Posted: Wed Oct 03, 2012 10:17 am
by GeoffreyLevens
Thanks UG. I was a bit "on notice" in m mind about the crudeness of CDX as I have seen the voids etc. Could get very very lucky and unknowingly cut a paipo size piece that was sound but not too likely. You'd need some sort of high tech and expensive medical type scanner to do that on purpose :lol:

I can get 1/4 sheet of that Sandeply stuff so I guess I will test that and if it fails go w/ the epoxy-heat gun technique.

Re: Saterday project

Posted: Wed Oct 03, 2012 8:30 pm
by OG-AZN
I wouldn't worry too much about using CDX grade ply. I've made a bunch of boards out of it over the past few years that see regular use/abuse. The majority have held up well, especially if they were epoxied as suggested. My old favorite, made out of recycled (epoxied) CDX held up for 2.5 years in waves up to DOH. It finally weakened / flexed out internally almost like a bodyboard, so it gets a little too wobbly in overhead + waves now.

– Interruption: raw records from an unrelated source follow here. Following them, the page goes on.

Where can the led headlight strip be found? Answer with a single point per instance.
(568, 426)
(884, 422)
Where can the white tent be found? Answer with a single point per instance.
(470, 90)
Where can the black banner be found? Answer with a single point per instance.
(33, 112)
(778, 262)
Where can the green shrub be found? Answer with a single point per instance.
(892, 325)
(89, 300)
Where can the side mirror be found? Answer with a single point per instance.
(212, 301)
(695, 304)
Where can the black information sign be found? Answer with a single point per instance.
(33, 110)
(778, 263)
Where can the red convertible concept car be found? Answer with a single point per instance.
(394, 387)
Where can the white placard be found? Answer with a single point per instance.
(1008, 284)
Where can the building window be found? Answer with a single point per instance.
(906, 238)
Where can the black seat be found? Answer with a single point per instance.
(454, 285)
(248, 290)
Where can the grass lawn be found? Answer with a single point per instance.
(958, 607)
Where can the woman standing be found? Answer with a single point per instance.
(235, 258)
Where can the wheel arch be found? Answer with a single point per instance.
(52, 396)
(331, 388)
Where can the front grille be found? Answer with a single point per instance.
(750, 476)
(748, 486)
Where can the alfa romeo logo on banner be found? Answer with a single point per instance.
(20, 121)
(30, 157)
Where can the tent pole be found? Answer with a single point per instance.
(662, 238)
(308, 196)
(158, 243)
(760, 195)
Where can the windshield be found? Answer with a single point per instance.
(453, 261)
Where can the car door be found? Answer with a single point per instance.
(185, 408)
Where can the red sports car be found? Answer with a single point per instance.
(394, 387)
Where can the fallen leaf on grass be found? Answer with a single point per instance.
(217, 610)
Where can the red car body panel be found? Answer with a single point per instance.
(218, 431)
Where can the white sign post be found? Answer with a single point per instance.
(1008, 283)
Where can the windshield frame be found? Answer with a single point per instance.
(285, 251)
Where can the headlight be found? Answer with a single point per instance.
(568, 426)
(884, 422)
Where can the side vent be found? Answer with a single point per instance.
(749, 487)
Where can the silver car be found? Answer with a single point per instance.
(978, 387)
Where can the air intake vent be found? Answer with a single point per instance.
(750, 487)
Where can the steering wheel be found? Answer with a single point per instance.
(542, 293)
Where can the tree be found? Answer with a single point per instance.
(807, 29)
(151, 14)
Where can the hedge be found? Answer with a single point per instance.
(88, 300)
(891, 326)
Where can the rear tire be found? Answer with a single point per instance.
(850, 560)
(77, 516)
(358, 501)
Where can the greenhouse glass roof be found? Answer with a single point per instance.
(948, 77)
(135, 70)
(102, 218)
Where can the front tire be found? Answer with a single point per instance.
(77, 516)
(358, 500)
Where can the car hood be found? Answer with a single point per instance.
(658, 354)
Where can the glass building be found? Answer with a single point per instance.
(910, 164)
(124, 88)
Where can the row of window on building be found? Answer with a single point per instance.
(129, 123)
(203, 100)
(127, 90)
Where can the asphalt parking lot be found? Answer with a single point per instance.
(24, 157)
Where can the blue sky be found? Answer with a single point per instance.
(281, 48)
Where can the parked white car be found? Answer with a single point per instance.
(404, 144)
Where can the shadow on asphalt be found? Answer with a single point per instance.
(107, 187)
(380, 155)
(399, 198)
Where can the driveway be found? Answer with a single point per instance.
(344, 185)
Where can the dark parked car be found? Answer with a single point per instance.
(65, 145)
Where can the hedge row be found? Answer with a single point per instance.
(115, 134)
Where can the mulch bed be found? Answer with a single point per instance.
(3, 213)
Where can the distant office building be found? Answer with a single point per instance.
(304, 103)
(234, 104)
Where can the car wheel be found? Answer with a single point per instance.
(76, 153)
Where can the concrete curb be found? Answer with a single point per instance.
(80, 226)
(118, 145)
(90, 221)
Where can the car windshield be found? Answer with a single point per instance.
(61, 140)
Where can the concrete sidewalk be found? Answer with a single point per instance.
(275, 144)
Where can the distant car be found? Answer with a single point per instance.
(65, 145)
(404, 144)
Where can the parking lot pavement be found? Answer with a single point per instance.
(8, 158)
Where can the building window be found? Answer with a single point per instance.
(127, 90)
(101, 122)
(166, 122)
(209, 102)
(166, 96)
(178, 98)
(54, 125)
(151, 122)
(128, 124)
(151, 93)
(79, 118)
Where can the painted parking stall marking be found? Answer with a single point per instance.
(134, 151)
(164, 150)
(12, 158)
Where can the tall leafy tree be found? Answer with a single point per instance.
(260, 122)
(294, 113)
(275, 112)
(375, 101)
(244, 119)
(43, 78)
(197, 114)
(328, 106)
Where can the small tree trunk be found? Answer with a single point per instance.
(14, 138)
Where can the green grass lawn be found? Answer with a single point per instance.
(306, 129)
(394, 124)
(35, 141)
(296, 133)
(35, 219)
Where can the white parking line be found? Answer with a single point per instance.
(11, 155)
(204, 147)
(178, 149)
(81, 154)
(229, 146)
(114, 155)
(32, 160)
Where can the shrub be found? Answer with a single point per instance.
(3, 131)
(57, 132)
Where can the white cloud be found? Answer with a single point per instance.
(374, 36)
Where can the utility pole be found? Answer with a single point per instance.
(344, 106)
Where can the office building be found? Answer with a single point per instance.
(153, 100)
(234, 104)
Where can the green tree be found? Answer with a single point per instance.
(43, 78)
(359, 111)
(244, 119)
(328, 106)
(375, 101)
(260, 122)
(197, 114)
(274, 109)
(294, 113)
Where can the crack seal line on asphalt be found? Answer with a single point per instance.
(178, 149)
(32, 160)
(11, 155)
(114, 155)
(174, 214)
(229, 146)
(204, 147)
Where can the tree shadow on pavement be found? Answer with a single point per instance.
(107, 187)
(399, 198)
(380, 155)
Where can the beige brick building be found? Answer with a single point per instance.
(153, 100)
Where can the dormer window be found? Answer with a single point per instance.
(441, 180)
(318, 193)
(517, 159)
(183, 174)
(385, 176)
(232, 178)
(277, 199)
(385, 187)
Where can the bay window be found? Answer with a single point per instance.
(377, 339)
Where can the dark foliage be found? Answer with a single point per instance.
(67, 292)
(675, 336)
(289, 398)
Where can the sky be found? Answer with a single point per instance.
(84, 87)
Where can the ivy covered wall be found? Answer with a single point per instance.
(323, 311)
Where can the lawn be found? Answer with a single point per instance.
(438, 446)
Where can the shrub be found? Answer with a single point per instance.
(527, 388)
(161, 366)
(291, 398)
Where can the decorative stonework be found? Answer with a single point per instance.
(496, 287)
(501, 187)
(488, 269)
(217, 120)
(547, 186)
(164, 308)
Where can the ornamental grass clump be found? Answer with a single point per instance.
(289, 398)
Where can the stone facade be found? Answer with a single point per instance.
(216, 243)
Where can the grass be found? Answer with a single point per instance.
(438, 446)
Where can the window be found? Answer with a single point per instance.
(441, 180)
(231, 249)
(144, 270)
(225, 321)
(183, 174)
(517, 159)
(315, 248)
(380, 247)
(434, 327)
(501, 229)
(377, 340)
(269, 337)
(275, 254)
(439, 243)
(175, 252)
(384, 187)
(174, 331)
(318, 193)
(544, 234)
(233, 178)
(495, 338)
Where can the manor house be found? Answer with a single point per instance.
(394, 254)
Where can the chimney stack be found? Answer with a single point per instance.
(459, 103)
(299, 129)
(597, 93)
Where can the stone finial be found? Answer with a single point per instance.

I've only completely snapped one (non-epoxied) CDX board. The biggest hassle of using CDX for me are all the surface defects. I'm not a perfectionist when I make paipos, but I still end up using lots of wood filler to get semi smooth surfaces. I've also noticed that when using common CDX fir ply, you have to orient the surface grain horizontally when cutting out the board to get the right amount of flex. The boards turn out way too stiff if cut the other way, at least with the 1/2" to 3/4" wood I've used. That hasn't been the case when I've used better grades of plywood. The fact that all my CDX wood has been free outweighs all the downsides to me. Also, some stain and a nice finish coat hides a lot of "sins" on a CDX paipo.

Re: Saterday project

Posted: Wed Oct 03, 2012 8:48 pm
by GeoffreyLevens
I have noticed that big difference in flex depending on how you orient the board on the stock.

Mostly dreaming I fear. Haven't decided to actually build yet. I have yet to test the "Osserman" clone I made awhile back in any sort of reasonable waves. Few and far between from where I live now but a trip is in the works, though a bit distant in time yet.